Mimi ne put retenir un sanglot de soulagement, même s’il prenait un plaisir évident à jouer avec elle. Mais Dieu merci ! Adèle allait bien. Elle devait être effrayée, mais elle allait bien.

— Ce n’est qu’une enfant, reprit Mimi attirant l’attention de Giraud. S’il vous plaît, murmura-t-elle. Ne lui faites pas de mal…

— Ce n’est pas moi qu’il faut convaincre, ajouta Giraud sans aucune compassion dans la voix.

Une phrase. Des mots qui tombèrent comme un couperet.

Qui ? Voulait-elle hurler. Sachant que sa question resterait sans réponse. Mimi réfléchissait aussi vite que son cerveau embrumé le pouvait. Giraud travaillait pour quelqu’un. Cela signifiait qu’on le payait et…

— Je vous offre le double de ce que l’on vous a versé.

Les mots se précipitèrent hors de sa bouche à un rythme saccadé. Tout comme les battements de son cœur. C’était la seule solution qui lui venait à l’esprit. L’argent. Daniel lui avait dit que Giraud était un mercenaire. Peu lui importait la cause, seul le montant du cachet comptait à ses yeux. Elle ne pourrait jamais jouer sur sa conscience pour l’obliger à revoir sa position et faire marche arrière. Elle n’avait que cet atout en main.

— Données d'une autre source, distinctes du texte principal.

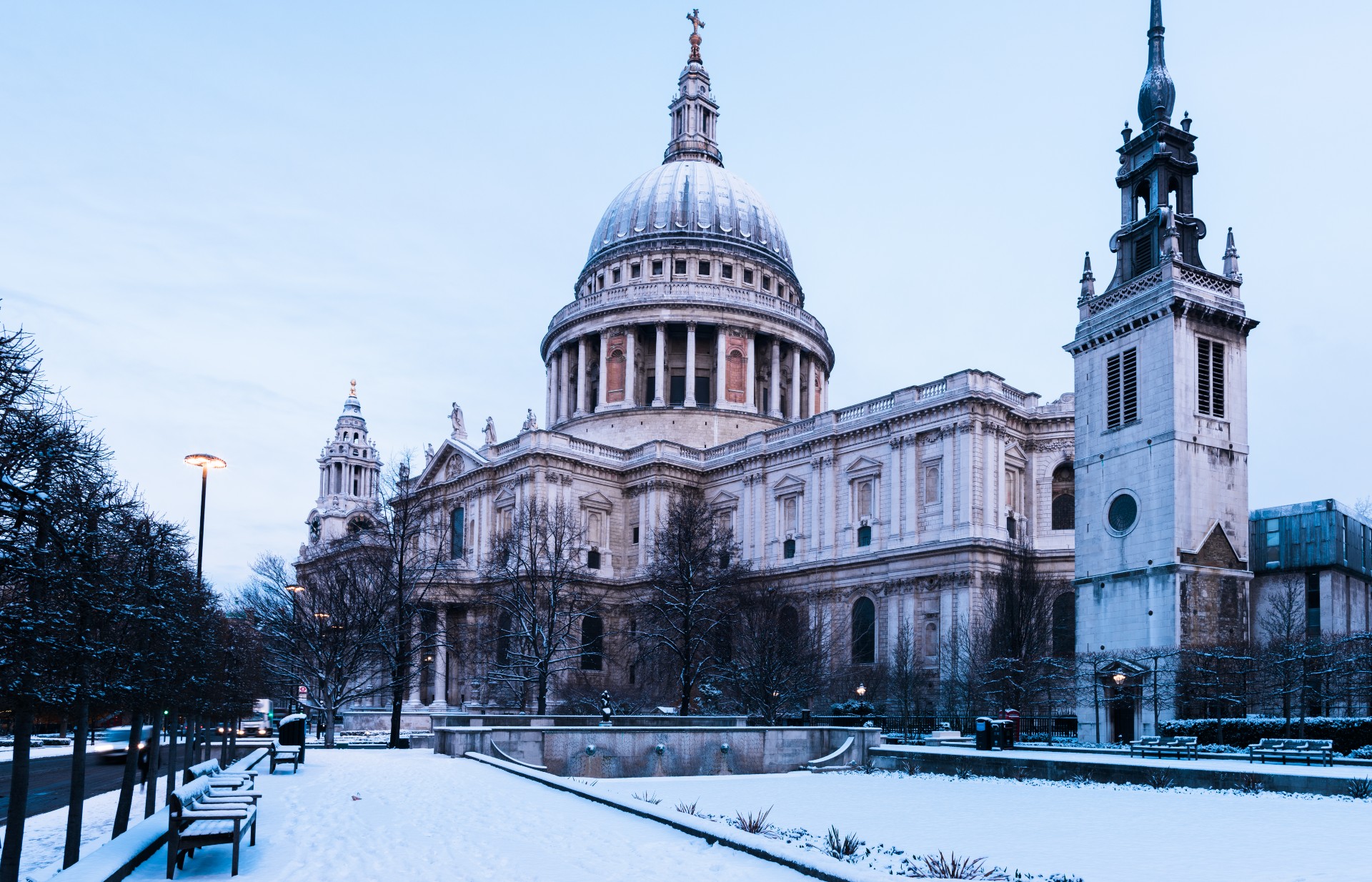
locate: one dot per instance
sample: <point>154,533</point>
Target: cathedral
<point>687,356</point>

Le rire rauque et froid de Giraud la stoppa dans ses pensées.

— Et avec quel argent comptes-tu me payer ? Aux dernières nouvelles, sauf si « papa » ouvre les robinets, tu es fauchée comme les blés.

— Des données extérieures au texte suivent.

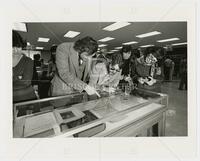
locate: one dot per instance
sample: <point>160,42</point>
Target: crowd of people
<point>78,66</point>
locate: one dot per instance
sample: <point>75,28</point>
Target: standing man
<point>73,64</point>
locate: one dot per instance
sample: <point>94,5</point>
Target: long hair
<point>86,44</point>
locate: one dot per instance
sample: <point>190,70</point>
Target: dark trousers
<point>183,81</point>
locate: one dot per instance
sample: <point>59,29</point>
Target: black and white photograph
<point>99,79</point>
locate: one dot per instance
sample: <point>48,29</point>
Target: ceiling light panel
<point>102,45</point>
<point>19,26</point>
<point>153,33</point>
<point>145,46</point>
<point>71,34</point>
<point>129,43</point>
<point>167,40</point>
<point>39,48</point>
<point>113,50</point>
<point>116,26</point>
<point>183,43</point>
<point>106,39</point>
<point>42,39</point>
<point>120,47</point>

Mimi se figea. Il connaissait son nom, celui de sa famille, son passé. Elle fit fi de son désarroi et reprit avec assurance.

— Je sais où trouver les fonds.

Daniel était assurément riche. Greg, également. Le Palazzo en était une preuve concrète. Elle s’avançait clairement en terrain inconnu, mais elle n’avait pas le choix. Elle vit distinctement les mains de Giraud se resserrer sur le volant. Visiblement, elle avait mis le doigt sur un point sensible. Elle comprit lequel lorsqu’il ajouta d’une voix sciemment contrôlée.

— Ce serait… admirablement jouissif. Et un pied de nez pour le moins surprenant.

Oui, jouissif. Giraud se concentra sur la route, laissant la jolie rouquine se tordre les doigts d’anxiété. Extorquer quelques milliers d’euros à Monciatti et Clément. Greg et Daniel… C’était comme lui fournir le Saint Graal sur un plateau. Mieux que cela. Une revanche dont il se délecterait un moment après avoir été banni, jugé et condamné par l’armée, mais aussi par le groupe qu’ils formaient à l’époque.

Mimi regardait avec angoisse le profil de Giraud. Quelque chose s’était fermé chez lui. Il avait eu comme une légère hésitation avant de lui répondre. Cet homme ne possédait pas même un fragment de conscience, mais elle avait posé le doigt sur sa seule faiblesse. L’argent. Et l’avenir de sa fille, comme le sien, reposait sur cet hypothétique espoir.